16. Après avoir admis que le système conçu et réalisé par la société Optima concept, équipant les pulvérisateurs qu'il était destiné à faire fonctionner, constituait un système de traitement automatisé de données et que l'envoi, par les interfaces branchées sur le bus CAN du système de pulvérisation, de données ayant pour effet de déclencher les logiciels des calculateurs du système afin de faire fonctionner la pulvérisation constituait l'accès, le maintien et l'introduction de données dans ce système de traitement automatisé de données, la cour d'appel a retenu que les agriculteurs en devenaient propriétaires, en avaient la maîtrise et disposaient du droit d'accéder à ce système et d'y introduire des données lorsqu'ils commandaient la pulvérisation par l'intermédiaire des interfaces, la société Optima concept ne justifiant d'aucun contrat la liant à la société Kuhn blanchard ou celle-ci aux acquéreurs des pulvérisateurs limitant leur droit de propriété sur ce système et que, lorsqu'ils utilisaient les interfaces litigieuses, ils avaient parfaitement connaissance du fait qu'elles déclenchent le système de pulvérisation.
17. Ayant ainsi suffisamment motivé sa décision, sans être tenue de suivre les parties dans le détail de leur argumentation, la cour d'appel a pu écarter l'existence d'une atteinte au système de traitement automatisé de données connu par la société Optima concept.

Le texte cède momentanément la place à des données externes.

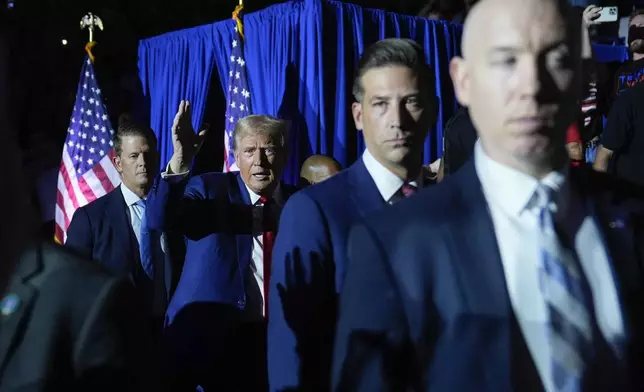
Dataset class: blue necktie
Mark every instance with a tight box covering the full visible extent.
[536,184,595,391]
[137,199,156,279]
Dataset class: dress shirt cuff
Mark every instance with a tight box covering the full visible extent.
[160,162,190,182]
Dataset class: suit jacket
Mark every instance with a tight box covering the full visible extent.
[65,186,175,315]
[145,171,297,391]
[268,159,435,391]
[0,243,157,392]
[332,161,644,392]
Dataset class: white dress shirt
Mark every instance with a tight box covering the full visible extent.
[474,142,625,392]
[121,184,166,259]
[362,149,422,203]
[120,184,146,245]
[246,184,283,317]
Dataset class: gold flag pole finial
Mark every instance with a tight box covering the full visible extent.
[80,12,104,63]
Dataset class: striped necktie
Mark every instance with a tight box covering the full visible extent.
[535,184,595,391]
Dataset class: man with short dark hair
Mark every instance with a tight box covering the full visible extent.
[268,38,438,391]
[146,103,297,391]
[333,0,644,389]
[65,117,166,325]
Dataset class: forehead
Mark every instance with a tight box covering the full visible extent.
[360,66,420,97]
[475,2,568,56]
[237,132,277,146]
[631,14,644,26]
[120,135,151,150]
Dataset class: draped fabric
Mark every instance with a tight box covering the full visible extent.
[137,0,623,184]
[138,27,219,169]
[138,0,462,184]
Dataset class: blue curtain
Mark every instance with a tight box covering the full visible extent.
[138,26,219,168]
[138,0,462,184]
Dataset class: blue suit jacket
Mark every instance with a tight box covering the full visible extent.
[65,186,171,314]
[146,171,297,390]
[332,161,644,392]
[66,186,142,278]
[146,171,297,323]
[269,158,435,391]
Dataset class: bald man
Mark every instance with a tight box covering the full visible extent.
[332,0,644,390]
[299,155,342,186]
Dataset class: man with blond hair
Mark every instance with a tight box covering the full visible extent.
[146,104,297,391]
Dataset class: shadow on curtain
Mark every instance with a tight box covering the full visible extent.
[138,0,463,184]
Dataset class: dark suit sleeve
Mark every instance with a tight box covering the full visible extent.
[332,222,412,392]
[73,277,158,392]
[146,173,230,238]
[268,192,336,391]
[65,208,93,259]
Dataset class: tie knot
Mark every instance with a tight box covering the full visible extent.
[401,183,417,198]
[135,199,146,209]
[259,195,270,205]
[532,184,557,211]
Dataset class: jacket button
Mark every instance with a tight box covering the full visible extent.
[237,300,245,307]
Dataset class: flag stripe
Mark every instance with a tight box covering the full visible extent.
[54,55,121,244]
[223,6,253,172]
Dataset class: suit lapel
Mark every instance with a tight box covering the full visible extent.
[0,247,41,377]
[230,174,252,279]
[586,187,641,347]
[347,159,387,218]
[109,186,138,264]
[447,162,521,391]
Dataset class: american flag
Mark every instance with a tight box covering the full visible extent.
[54,56,121,244]
[223,4,253,172]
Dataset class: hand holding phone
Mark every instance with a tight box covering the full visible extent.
[595,6,618,23]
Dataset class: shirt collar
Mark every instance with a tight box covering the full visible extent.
[473,140,567,216]
[120,184,144,207]
[245,182,283,205]
[362,148,423,202]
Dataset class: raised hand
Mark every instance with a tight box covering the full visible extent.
[582,5,602,27]
[169,100,209,174]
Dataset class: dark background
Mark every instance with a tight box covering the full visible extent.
[4,0,640,168]
[5,0,427,155]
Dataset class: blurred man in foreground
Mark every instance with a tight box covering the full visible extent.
[333,0,644,390]
[0,24,155,392]
[300,155,342,186]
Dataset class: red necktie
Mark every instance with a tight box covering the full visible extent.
[259,195,275,318]
[401,183,417,198]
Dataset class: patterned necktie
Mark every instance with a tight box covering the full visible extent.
[535,184,595,391]
[259,195,275,318]
[401,183,417,198]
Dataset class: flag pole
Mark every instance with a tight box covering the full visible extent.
[80,12,104,63]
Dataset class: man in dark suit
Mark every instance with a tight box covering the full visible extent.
[333,0,644,390]
[0,25,155,391]
[146,101,296,391]
[268,38,438,391]
[65,119,169,335]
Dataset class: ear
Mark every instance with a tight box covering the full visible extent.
[449,56,470,107]
[352,101,363,131]
[112,155,123,174]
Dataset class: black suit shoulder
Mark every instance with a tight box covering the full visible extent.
[0,243,154,391]
[76,187,123,220]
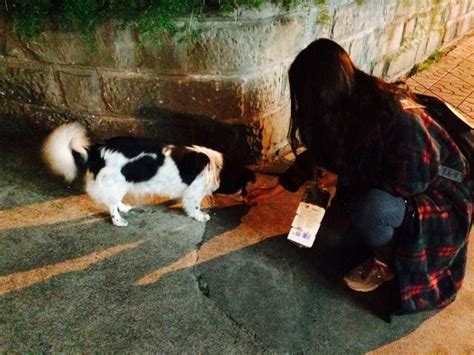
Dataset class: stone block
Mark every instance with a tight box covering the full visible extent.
[102,73,245,120]
[6,26,115,67]
[371,59,387,78]
[0,59,60,107]
[312,3,334,40]
[243,66,288,118]
[257,105,291,157]
[457,13,474,36]
[3,19,189,73]
[402,17,417,44]
[442,19,459,46]
[109,26,144,69]
[139,33,188,74]
[332,1,387,40]
[386,44,418,79]
[57,68,102,113]
[429,3,449,31]
[448,0,464,20]
[348,21,403,70]
[186,11,310,75]
[414,36,429,64]
[0,16,5,55]
[348,34,378,72]
[414,10,430,32]
[367,21,404,59]
[424,30,443,58]
[386,22,406,54]
[0,97,85,134]
[384,0,430,21]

18. Le moyen n'est donc pas fondé.
PAR CES MOTIFS, la Cour :
REJETTE le pourvoi ;
Condamne la société Optima concept aux dépens ;
En application de l'article 700 du code de procédure civile, rejette la demande formée par la société Optima concept et la condamne à payer la somme globale de 3 000 euros à la société GPS Géomatique agricole, à la société Innov GPS et à M. [V] ainsi que la somme de 3 000 euros à la société Peak System France ;
Ainsi fait et jugé par la Cour de cassation, première chambre civile, et prononcé publiquement le quatorze mai deux mille vingt-cinq par mise à disposition de l'arrêt au greffe de la Cour, les parties ayant été préalablement avisées dans les conditions prévues au deuxième alinéa de l'article 450 du code de procédure civile.